Thursday, May 09, 2013

Java Heat: Open Up a Can of Cultural Exchange

Cultural Exchange is a beautiful thing.  A Muslim police officer will teach a mysterious American to wear a Batik to formal Indonesian affairs.  He will return the favor by indoctrinating his reluctant by-the-book ally in the finer points of American buddy-action movies.  Get ready to learn what’s good for you in Conor Allyn’s Java Heat (trailer here), which screens ‘round about midnight this weekend at the IFC Center.

The Sultana was poised to succeed her father the Sultan as one of Java’s most influential and respected leaders.  Unfortunately, she is killed by a suicide bomber.  As viewers learn during Lt. Hashim’s interrogation, American Jake Travers was suspiciously close to the action—and he was not wearing his Batik.  Hashim scolds the suspect he ought to know better as a visiting Southeast Asian Studies scholar.  Art history Travers counters.  Do not be surprised if this exchange is repeated maybe once or twice.

Of course, Travers is not really an academic and the terrorists are absolutely, positively not Muslims.  Instead, the bad guy is Mickey Rourke, sporting the most bizarre, ethnically ambiguous accent you will ever want to hear.  Give him credit though, he maintains its impenetrable consistency.

Java is not what you would call subtle cinema.  Father and son co-writer-co-producers Rob and Conor Allyn could have easily titled it “Muslims are not Terrorists: featuring Kellan Lutz’s abs.”  Before long the term “doth protest too much” should echo through most viewers’ heads.
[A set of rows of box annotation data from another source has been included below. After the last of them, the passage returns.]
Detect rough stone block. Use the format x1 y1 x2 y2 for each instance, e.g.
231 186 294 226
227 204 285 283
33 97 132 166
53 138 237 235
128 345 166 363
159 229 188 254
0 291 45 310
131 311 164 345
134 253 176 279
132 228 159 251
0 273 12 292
Still, there is stuff that works here.  Ario Bayu totally delivers the intense cop-on-the-edge goods as Hashim.  Likewise, Atiqah Hasiholan’s Sultana lends the film some classy charisma.  Always a dependable spectacle, Rourke is truly a three-ring circus of villainy as the unclassifiable Malik.  Even Lutz soldiers through relatively competently, exceeding expectations for a Twilight franchise alumnus.

Cinematographer Shane Daly gives it all a suitably mysterious sheen, particularly the climax at the great Borobudur temple.  In general, the action sequences are credibly produced, if somewhat conventional.  Frankly, Java Heat would be an impressively scrappy genre programmer if only it were not so determined to interrupt the flow with teaching moments.  Recommended mostly for Rourke’s loyal fans (and God bless them), Java Heat begins a week of screenings tomorrow (5/10) at the IFC Center and is also available via IFC Midnight’s VOD platforms.